General information
- Location: Northcote

= Polygreen =

Polygreen is a small eco-friendly dwelling designed by the Melbourne-based architect duo Bellemo & Cat; the site is located in Northcote, Victoria, the building was completed in 2007. The design drew inspiration from the warehouse/container style of existing buildings which surrounded the site. The Architects have combined this industrial theme with a reference to one of their previous sculptural and graphical artworks.
Polygreen house is a low-maintenance architectural solution with much light and warmth, the house has four storeys including an office on the ground floor that is separated from the house by a garage and workshop.

==Location==
The site on which Polygreen was built is down a narrow service lane filled with old industrial sheds. The construction of these types of buildings generally follow similar design parameters, as a result they share similar characteristics: most will be built with external walls placed as close to the block boundary as possible, and generally positioned right up against the street. This is done so as to achieve a maximum internal space with minimal external fuss. The list of building materials used in these types of buildings are also quite general, those that reflect the fast, cheap, and simple methods of construction; for example, construction using either a timber or steel frame, then covered with a lightweight cladding for internal and external surfaces.

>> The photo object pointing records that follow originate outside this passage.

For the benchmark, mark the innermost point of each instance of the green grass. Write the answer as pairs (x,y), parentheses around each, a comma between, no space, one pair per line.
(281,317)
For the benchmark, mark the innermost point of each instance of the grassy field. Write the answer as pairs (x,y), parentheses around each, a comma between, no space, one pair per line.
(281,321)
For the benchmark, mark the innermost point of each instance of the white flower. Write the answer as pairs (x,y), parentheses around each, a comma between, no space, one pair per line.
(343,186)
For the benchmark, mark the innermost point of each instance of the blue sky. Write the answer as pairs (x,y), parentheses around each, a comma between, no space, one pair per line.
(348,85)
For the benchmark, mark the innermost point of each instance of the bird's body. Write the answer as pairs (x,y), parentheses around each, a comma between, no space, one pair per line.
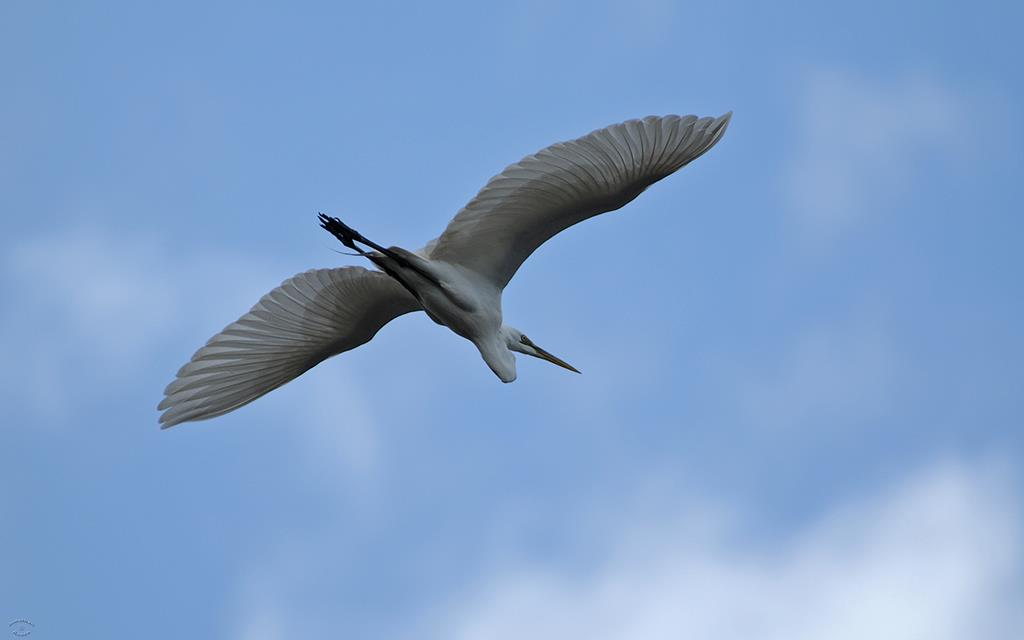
(457,280)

The structure of Polygreen house can be described as part warehouse and part shipping container. It followed many of the traditional methods of construction conducive to these types of buildings, however the architects have refashioned this building typology by using a delicate translucent skin as the external surface of the building. This skin envelopes the internal space, although some permeations have been positioned on each side to allow natural light into the space.

Like those on neighboring blocks, Polygreen is built to the boundary as a means to maximise space on the small site (only 7 by 16 metres). The container building’s outer skin however is made of woven fibreglass. The fibreglass was then screen-printed in a pattern of varying shades of green. The fibreglass skin covers three of the elevations; it was deliberately peeled back from the northern side to be replaced with full-length double-awning glazing. This also made it possible for the making of an opening out onto an open-air deck. The deck is accessed over split levels, it is covered by an artificial turf and includes a slippery-slide for the architects’ small children.

==Main features==
The structure is in essence an elongated box, consisting of two identical storeys. The ground floor is occupied by the studio (giving onto the street), garage, and children’s room. The remaining internal space is divided into several living spaces over the different levels. While the designers found it important to maintain an “open-style plan”, they have also incorporated “soft walls” made of woven felt materials to inform circulation in a subtle way. There are clearly identifiable living, dining and children’s play areas.

In general, the internal environment of Polygreen house seems to counteract the extreme simplicity of its exterior. Details seen in the casework, fittings and fixtures are all expressed with extreme sophistication. Wooden flooring floods each level and seamlessly transforms into broad steps where the levels interact. The house feels spacious despite its compactness.

An open plan kitchen, dining and living area are on the upper level and this space is overlooked by a partially screened loft bedroom. To the north are views of a Victorian roof-scape and distant mountains. Services for hydronic heating are tucked under the floors, while outside, room is also made for a water tank.

==Precedent work==
The graphic image incorporated into the cladding refers to the architect’s previous work the “Cocoon” house in Wye River(link); this project had been recreated into a sculpture titled “2 Cocoon”, and transformed again after this into an abstract public art installation called “Polywarp”. The photographs of Polywarp are what have been edited digitally to then become the fibreglass skin cladding of “Polygreen”.

==Awards==
Polygreen house won the Australian Institute of Architects(AIA) National Award for Small Project Architecture 2009 and the AIA Award for Residential Architecture Victorian chapter.